Kobe Bryant expected to start Wednesday's opener, set NBA record

ByBaxter Holmes ESPN logo
Wednesday, October 28, 2015

EL SEGUNDO, Calif. -- Los Angeles Lakers star Kobe Bryant is expected to be in the starting lineup Wednesday when his team opens its regular season against the Minnesota Timberwolves at Staples Center. The game will kick off Bryant's NBA-record 20th season in purple and gold.

"I'm just ready," the 37-year-old said after practice at the team's facility Tuesday. "Just ready to get started."

At tipoff, Bryant will set a league record for most seasons played with one franchise, surpassing John Stockton, who played for the Utah Jazz from the 1984-85 season until his retirement after 2002-03.

The five-time champion and third all-time leading scorer in NBA history has been recovering from a lower leg contusion suffered Oct. 13 in a preseason loss to the Sacramento Kings in Las Vegas. The injury sidelined Bryant for the team's final three preseason games and kept him out of practice for nearly two weeks.

In his first comments to reporters since the injury, Bryant, whose past three seasons have been cut short by injury, said he feels fine.

"I don't really have any anxiety about it," he said. "It's been slowly getting better. The past couple days, I've been able to move a lot more with some of the things that we feel comfortable doing."

He also said his conditioning is fine, even though he has been sidelined recently.

"I've been training pretty hard for a long time now, so a week ain't going to be nothing for me," he said.

Bryant also said the preseason injury doesn't change his outlook or approach to the season.
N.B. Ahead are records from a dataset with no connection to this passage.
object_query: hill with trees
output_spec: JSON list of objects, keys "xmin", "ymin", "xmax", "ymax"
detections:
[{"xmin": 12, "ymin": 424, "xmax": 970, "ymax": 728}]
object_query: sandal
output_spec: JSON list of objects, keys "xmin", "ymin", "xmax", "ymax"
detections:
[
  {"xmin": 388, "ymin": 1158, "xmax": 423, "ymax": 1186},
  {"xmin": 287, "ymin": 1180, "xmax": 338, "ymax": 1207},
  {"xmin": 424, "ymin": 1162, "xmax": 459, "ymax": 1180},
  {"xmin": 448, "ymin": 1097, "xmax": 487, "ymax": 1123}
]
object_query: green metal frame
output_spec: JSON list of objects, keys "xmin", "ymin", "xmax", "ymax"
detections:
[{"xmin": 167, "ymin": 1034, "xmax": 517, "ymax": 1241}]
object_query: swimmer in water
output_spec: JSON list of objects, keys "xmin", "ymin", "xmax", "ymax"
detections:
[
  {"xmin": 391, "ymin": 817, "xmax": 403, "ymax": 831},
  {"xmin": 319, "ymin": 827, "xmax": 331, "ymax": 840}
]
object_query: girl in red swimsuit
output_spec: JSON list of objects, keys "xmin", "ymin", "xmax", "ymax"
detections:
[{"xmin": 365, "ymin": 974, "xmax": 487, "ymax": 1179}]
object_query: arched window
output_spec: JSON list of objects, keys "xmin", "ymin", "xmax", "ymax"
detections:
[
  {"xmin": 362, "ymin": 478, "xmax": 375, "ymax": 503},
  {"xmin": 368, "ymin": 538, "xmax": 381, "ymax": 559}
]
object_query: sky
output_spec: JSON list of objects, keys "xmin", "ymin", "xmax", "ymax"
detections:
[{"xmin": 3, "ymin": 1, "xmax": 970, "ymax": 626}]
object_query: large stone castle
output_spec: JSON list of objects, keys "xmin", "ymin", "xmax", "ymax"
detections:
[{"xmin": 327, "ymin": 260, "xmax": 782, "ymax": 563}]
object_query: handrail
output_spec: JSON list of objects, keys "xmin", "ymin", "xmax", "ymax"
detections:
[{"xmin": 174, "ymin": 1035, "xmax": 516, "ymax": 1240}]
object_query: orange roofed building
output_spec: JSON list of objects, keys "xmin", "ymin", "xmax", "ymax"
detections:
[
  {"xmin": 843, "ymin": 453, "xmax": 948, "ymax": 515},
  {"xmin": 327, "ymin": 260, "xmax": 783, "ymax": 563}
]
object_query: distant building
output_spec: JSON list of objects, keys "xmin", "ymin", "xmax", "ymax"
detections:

"I look at it as injuries being a part of the game," he said. "It's kind of having a different filter on it because of the injuries that I've had the past three years, but the reality is injuries happen to everybody. You have to continue to look at it from a macro level, a macro perspective. You look around the league, and there's a lot of players who have gotten injured. I've gotten injured every training camp since I've been in the league. I don't try to put too much emphasis on it."

Lakers coach Byron Scott said Bryant has moved well the past few practices.

"He looked good," Scott said.

Scott added that Bryant would play against the Timberwolves "unless something crazy happens" between now and tipoff, though Scott wouldn't divulge how many minutes he plans to play Bryant in the opener.

"Don't worry about the number, [but] we've got a number in mind," Scott said. "I wouldn't say it's a hard cap, but I'm going to stick as close to it as possible."

When asked about his expectations this season, Bryant, who was ranked No. 93 in ESPN's #NBArank project, cracked a smile.

"I'll just be an old, average player," he said.

Bryant spent nine months rehabbing a torn rotator cuff in his right shoulder, the injury that ended his 2014-15 season after 35 games. Before that injury, he averaged 22.3 points, 5.7 rebounds and 5.6 assists, but he made a career-worst 37.3 percent of his shots in a wildly inconsistent season.